The boys spent time coaxing the parrot to speak. Como vai? Alo! Obrigado…were a few of the parrot’s greetings – “How are you? Hello…Thanks.
Anna told my brothers he didn’t talk much because he was old. “Éle e velho.”
Thinking back, she might have trained him not to talk so she could take him with her wherever she worked and lived. Perhaps he was really old, as Amazon birds do live from 25 to 75 years depending on their species. But age does not limit them from talking.
Like most large Brazilian houses, ours had a high stucco wall around the garden with broken pieces of glass on top for security. We heard conversations, noise and barking dogs from surrounding houses but never saw anyone. João, the gardener, tended the dense tropical plants. There were banana trees that regularly produced green fruit. A giant fig tree took over half of the yard. We didn’t eat the figs as the gardener told us they were poisonous. It was the fig tree that was my brothers’ favorite hangout. With branches that were low enough to climb up on, they picked the gooey fruits and threw them at each other as boys do. Stray cats sometimes came over the wall into the garden but Anna was careful to keep an eye on the cage while she allowed the parrot some fresh air… um pouco de ar fresco.
I heard the scream from downstairs early one morning. Then there was silence. I listened again as I crept downstairs and went towards the kitchen and laundry room where I heard loud moaning and weeping. Mother was there murmuring kind phrases in broken Portuguese.
Sinto muito…tudo ficará bem.. she said to Anna. “I am so sorry…everything will be alright.”
Anna was weeping inconsolably as she clung to the bird cage. The parrot was not on his perch but lying on the bottom dead. Mother gave me a look that said I should leave.
As I backed out of the room, my little brothers were pushing behind me to see what had happened. I heard Anna shriek, as she saw them.
“Foram eles”, she said pointing in a menacing way accusing my brothers. “They did it!” She broke into heaving sobs again.
Mother fixed us breakfast that morning which none of us ate. The driver took us to school and as we drove away from 31 Rua Terra Nova, I wondered what would happen to Anna now. I was scared.
In the afternoon when we were back from school. The house was quiet still holding on to death. Mother had afternoon tea ready. She sat down with us and said that Anna had packed up her things and left.
“Anna is going to be alright,” she assured us, “and I’ll be looking for a new cook.”
No one ever talked about what killed the parrot. Had he died of old age? Perhaps he had picked up one of the poisonous figs that were all over the garden. Could one of my brothers have fed him something behind Anna’s back and made the parrot sick?
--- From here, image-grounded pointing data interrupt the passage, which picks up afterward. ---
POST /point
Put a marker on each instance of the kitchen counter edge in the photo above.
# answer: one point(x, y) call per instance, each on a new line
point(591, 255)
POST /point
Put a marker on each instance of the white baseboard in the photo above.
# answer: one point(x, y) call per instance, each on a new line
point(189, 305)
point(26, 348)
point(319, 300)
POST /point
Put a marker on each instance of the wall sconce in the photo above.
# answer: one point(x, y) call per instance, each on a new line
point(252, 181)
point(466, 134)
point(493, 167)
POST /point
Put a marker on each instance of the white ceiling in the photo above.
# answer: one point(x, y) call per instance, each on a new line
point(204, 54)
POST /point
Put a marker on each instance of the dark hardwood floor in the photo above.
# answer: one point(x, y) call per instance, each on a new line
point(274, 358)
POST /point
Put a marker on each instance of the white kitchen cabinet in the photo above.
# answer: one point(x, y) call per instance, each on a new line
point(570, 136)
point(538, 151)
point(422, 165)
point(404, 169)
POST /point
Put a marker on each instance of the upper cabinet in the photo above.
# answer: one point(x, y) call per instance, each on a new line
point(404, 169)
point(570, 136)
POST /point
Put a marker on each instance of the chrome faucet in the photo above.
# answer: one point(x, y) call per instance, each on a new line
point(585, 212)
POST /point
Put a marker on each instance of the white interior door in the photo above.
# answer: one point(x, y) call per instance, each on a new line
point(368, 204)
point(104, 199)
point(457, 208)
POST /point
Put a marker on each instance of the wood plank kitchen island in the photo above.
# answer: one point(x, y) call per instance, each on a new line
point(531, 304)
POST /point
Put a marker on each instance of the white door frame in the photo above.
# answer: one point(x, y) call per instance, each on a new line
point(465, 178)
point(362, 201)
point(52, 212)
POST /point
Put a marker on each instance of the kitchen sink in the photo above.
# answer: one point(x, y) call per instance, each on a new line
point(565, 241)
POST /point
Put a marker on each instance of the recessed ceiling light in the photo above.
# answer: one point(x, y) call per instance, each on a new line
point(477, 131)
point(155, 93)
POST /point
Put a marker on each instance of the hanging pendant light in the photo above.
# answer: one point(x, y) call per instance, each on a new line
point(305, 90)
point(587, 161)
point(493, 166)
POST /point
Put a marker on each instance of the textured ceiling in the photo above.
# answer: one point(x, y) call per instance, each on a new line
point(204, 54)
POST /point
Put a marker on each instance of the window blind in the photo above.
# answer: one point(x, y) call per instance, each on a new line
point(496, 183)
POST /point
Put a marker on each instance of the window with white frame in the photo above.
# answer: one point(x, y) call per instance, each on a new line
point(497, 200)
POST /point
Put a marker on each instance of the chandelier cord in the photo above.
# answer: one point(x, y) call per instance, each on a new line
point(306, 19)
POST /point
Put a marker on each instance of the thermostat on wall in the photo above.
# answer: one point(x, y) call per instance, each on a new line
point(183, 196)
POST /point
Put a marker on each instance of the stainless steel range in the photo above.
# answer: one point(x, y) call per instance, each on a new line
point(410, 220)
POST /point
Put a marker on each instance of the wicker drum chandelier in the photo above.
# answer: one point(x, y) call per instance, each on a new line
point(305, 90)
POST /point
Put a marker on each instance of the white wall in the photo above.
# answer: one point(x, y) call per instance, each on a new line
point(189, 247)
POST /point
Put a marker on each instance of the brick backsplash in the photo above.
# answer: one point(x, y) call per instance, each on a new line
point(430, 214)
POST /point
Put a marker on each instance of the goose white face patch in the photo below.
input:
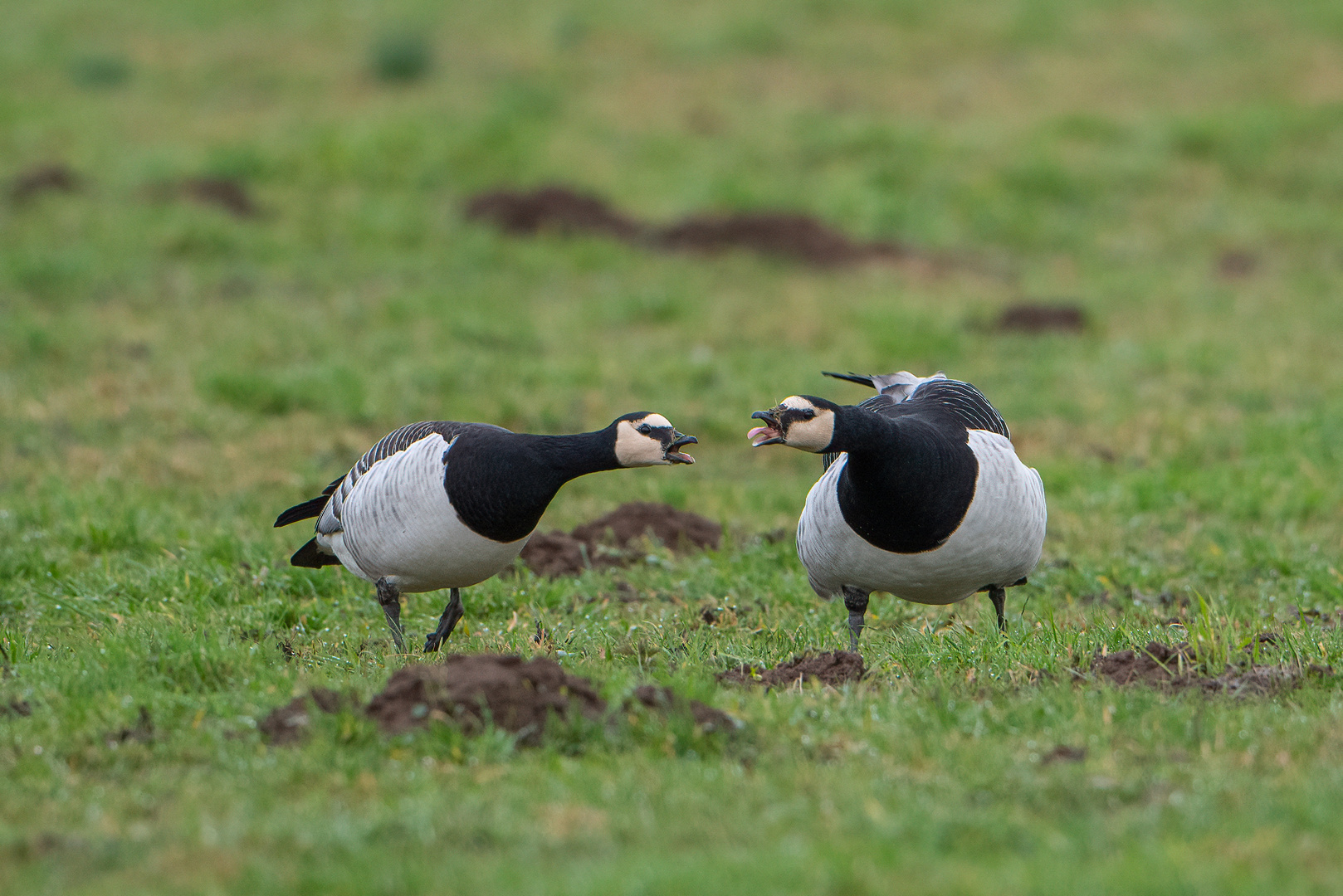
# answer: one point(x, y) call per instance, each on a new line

Maybe one or both of them was too scared to confess their guilt. Could this be a secret they still carried with them? I had never asked.
Mother never said what happened to the dead bird. João, the gardener, could have been at the house that day and dug a hole to bury the parrot in the back garden. Or, Anna, who treated the parrot as her child, could have taken him with her to bury somewhere else. Perhaps she had a friend or even a distant relative in the big city of São Paulo who would help her. I comforted myself imagining she did have a place to go beyond our house…but I didn’t know for sure.
We never talked about Anna and the parrot again. But when I think back to our lives at 31 Rua Terra Nova in São Paulo, Brazil I have never forgotten Anna and the parrot. For me, they remain one of the most vivid memories of that house and a mystery that has never been solved.